5. Die 800VDC-Rampe ist der entscheidende Treiber für 2027. Die heutigen COMPUTEX-Ankündigungen tragen frühestens ab dem zweiten Halbjahr 2026 und strukturell ab 2027 zur Umsatzentwicklung bei.

Was bedeutet das für Investoren mit MSCI-EM-Exposure?

Delta Electronics ist kein Nischenkandidat — es ist mit Rang sieben im MSCI EM eine systematische Allokation. Die Frage ist nicht, ob man die Aktie kaufen soll. Die Frage ist, ob man versteht, was man hält.

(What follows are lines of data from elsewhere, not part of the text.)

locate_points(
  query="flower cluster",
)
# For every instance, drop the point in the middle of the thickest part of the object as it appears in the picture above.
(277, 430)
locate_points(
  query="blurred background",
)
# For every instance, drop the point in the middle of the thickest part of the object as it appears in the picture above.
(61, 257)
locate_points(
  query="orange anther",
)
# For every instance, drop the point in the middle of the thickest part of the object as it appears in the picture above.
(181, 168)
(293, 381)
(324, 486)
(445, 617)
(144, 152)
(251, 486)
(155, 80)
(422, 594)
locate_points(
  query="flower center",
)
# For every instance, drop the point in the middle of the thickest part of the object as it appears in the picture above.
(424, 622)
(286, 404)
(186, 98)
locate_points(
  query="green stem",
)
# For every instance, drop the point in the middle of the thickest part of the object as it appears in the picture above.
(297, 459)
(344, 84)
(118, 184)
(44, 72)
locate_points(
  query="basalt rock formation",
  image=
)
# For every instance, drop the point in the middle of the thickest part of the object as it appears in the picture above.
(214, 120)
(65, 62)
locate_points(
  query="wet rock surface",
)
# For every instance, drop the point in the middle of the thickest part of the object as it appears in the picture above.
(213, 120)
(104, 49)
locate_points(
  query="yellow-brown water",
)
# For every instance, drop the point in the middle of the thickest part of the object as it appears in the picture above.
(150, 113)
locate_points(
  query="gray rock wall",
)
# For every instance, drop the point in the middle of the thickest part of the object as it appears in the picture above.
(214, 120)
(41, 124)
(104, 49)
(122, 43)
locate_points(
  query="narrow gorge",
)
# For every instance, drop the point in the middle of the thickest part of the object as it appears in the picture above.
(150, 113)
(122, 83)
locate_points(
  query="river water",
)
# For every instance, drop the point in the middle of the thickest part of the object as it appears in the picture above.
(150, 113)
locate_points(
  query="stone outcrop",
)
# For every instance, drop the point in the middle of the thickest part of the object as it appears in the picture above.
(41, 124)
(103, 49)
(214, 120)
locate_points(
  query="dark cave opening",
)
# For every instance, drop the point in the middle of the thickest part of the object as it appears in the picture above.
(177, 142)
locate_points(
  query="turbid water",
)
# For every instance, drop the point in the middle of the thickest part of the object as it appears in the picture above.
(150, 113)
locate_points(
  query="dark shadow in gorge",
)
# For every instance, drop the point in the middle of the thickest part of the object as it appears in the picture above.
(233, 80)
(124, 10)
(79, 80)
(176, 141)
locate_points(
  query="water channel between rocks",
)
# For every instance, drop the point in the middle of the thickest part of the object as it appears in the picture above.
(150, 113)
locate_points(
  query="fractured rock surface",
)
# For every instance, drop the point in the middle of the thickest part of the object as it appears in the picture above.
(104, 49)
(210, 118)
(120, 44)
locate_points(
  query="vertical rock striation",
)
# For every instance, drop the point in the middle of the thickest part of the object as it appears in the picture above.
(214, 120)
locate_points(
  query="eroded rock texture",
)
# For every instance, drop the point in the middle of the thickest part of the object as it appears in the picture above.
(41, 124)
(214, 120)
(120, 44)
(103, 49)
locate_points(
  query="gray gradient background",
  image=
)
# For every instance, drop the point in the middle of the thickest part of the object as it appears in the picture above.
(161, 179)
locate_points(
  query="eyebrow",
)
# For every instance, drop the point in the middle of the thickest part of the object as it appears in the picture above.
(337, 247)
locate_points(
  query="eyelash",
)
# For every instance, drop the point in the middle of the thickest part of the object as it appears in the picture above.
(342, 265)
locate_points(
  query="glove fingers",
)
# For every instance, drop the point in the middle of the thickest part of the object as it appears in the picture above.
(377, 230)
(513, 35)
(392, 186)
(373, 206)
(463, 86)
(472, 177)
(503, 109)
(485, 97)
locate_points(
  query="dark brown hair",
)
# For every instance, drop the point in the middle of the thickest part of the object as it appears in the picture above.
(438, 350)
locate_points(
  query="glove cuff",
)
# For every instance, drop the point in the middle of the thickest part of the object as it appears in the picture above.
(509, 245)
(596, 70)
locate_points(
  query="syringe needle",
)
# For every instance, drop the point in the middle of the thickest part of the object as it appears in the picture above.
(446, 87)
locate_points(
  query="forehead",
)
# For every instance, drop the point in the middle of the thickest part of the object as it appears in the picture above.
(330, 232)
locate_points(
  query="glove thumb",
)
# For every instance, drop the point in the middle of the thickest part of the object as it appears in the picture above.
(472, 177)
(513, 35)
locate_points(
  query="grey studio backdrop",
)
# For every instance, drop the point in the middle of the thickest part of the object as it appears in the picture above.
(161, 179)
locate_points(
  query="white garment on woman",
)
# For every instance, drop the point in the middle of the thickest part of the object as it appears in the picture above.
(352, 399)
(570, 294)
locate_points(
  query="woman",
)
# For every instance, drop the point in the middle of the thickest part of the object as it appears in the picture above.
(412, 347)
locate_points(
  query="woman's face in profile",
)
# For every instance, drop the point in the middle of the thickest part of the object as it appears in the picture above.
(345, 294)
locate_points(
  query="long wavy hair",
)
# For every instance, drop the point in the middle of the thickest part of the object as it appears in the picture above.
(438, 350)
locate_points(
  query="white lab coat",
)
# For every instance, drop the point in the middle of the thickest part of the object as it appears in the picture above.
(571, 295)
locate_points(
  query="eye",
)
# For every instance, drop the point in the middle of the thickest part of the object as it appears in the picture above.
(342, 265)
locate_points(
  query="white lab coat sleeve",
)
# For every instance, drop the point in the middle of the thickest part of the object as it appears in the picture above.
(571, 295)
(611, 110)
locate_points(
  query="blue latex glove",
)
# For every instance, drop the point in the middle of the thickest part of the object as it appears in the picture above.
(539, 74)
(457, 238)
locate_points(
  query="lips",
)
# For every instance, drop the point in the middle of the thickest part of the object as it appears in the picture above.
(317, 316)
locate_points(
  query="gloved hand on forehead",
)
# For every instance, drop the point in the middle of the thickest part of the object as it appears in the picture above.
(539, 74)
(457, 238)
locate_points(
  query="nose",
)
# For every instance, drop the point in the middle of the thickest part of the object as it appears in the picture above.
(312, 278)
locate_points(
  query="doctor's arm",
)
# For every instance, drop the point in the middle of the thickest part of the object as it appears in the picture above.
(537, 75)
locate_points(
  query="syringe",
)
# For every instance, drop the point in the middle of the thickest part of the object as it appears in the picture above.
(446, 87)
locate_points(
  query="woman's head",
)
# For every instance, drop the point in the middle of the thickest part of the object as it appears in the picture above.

Drei offene Punkte, die den weiteren Kursverlauf bestimmen werden: Erstens — wann trägt die neue 800VDC-Systemarchitektur signifikant zur Umsatzentwicklung bei, und wie hoch sind die Anfangsinvestitionen? Zweitens — wie real ist das Kapazitätsrisiko, wenn Hyperscaler gleichzeitig und schnell skalieren wollen? Drittens — bleibt die Marktführerschaft bei AI-Netzteilen stabil, wenn chinesische Wettbewerber Qualitätslücken schließen?

Delta Electronics liefert gerade eine der interessantesten industriellen Transformationen im MSCI Emerging Markets. Ob der Markt dafür die richtige Prämie zahlt — das ist eine Frage, die jeder Investor mit Taiwan-Exposure selbst beantworten muss.